2 minute read Emily Oster

Emily Oster

Intermittent Fasting Fail

New study suggests it’s not special

Emily Oster

2 minute read

First, thanks for being a ParentData reader. I really appreciate it; it means a lot to have your support. In return for this, you get to hear me rant about diet study data.

Back in January, I wrote about the “best” diet strategy for health. The conclusion was decidedly not that there is some great diet you’re missing. It was mostly that there is no single best diet for heart health or any other outcome, and that we do not know very much. It was pointed out to me after I sent it that I should also have been clearer that most diets fail and that diet culture is extremely problematic. Point taken.

Today, though, I want to do something that I think is slightly less fraught and just unpack one particular study, published in the New England Journal of Medicine a few weeks ago, that discusses intermittent fasting. The TL;DR is that it did not find that weight loss was greater with intermittent fasting than with simple calorie restriction. But let’s dive in.

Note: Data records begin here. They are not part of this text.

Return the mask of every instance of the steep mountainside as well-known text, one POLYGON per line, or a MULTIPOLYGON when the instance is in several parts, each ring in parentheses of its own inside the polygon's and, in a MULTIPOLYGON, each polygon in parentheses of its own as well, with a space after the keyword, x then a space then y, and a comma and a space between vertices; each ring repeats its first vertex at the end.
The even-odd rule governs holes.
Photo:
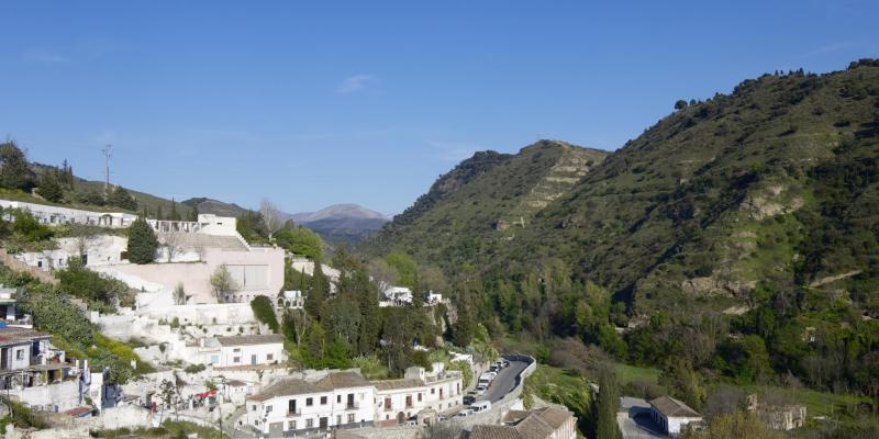
POLYGON ((485 260, 535 214, 572 188, 607 153, 541 140, 516 155, 477 153, 439 177, 415 204, 370 239, 448 269, 485 260))
POLYGON ((876 314, 878 130, 872 63, 765 75, 676 111, 588 172, 557 166, 579 149, 543 143, 450 195, 432 188, 375 248, 508 277, 561 260, 636 313, 795 288, 876 314))
POLYGON ((388 218, 357 204, 334 204, 318 212, 288 215, 330 243, 357 243, 381 228, 388 218))
POLYGON ((212 213, 219 216, 241 216, 245 213, 249 212, 248 210, 235 204, 235 203, 225 203, 222 201, 209 199, 209 198, 194 198, 183 201, 182 203, 189 207, 198 207, 199 213, 212 213))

This study is a randomized trial that enrolled 139 obese patients in China. The patients were divided into two groups. Both groups were instructed to follow a restricted-calorie diet (1,500 to 1,800 calories a day for men, 1,200 to 1,500 for women). One group, the fasting group, was told to eat only between 8 a.m. and 4 p.m. The other group was allowed to eat whenever, but with the same calorie restriction.

Participants were followed for 12 months. The main result on weight loss can be seen in the graph below. “DCR” is the calorie-restricted diet without time restriction, and “TRE” is the time-restricted version. As with virtually all diets: weight loss is initially steep, then plateaus before slightly rebounding. Although the time-restricted eating group loses slightly more weight in the first three months, there is no significant difference by 6 or 12 months in the amount of weight loss.

The authors look at all kinds of other outcomes, including blood pressure, fasting glucose, and body fat, and do not see any significant differences across the groups.

If you dig a bit deeper into the supplementary tables of the paper, it seems clear why we do not see differences across groups: there is no difference in their calorie intake. The graph below shows the measured calories for each group over the study period. (Note: Reported calorie intake is generally a large underestimate of actual calorie intake, so these numbers are likely too small, both before and after. However, the comparison across groups should capture differences.) Both groups show an initial large reduction in calorie intake, followed by a gradual increase back toward baseline.

The bottom line isn’t that intermittent fasting is worse than another diet option. It’s just that it’s not any better. Based on this follow-up, it shows the same profile as a standard approach: some weight loss, followed by some rebound.

Stepping back, there are really two reasons you might have thought intermittent fasting was a “better” option, both of which I think are rendered less plausible by these data.

One is the idea that intermittent fasting could work because it is easier to adhere to. I will confess to having had this instinct at various times. Diet rules are often complicated — calorie counting, nutrient comparison, etc. The rule “Don’t eat from 8 p.m. to noon” (or whatever it is) is at least easy to follow. Since adherence to diet is basically the whole thing in terms of long-term success, a diet that is easier to stick with could be better. In this study, we do not see evidence of that. The intermittent fasting diet does not have better adherence than with standard calorie restriction.

The other possibility is that there is something inherently health-promoting about going longer periods without eating. The idea would be that even with the same calorie intake, having periods of fasting improves heart health or some other outcome. That doesn’t appear to be the case based on these data. The calorie and weight reduction are similar, and there are no differential improvements in heart or metabolic health.

On the more positive side, both diets report the same number of adverse events, and these are generally mild (basically, people are hungry).

What do we take from this overall? I would say it’s simply that there isn’t something magic about intermittent fasting. If it is an approach to eating that works for you, fine. But there is still no “best” diet.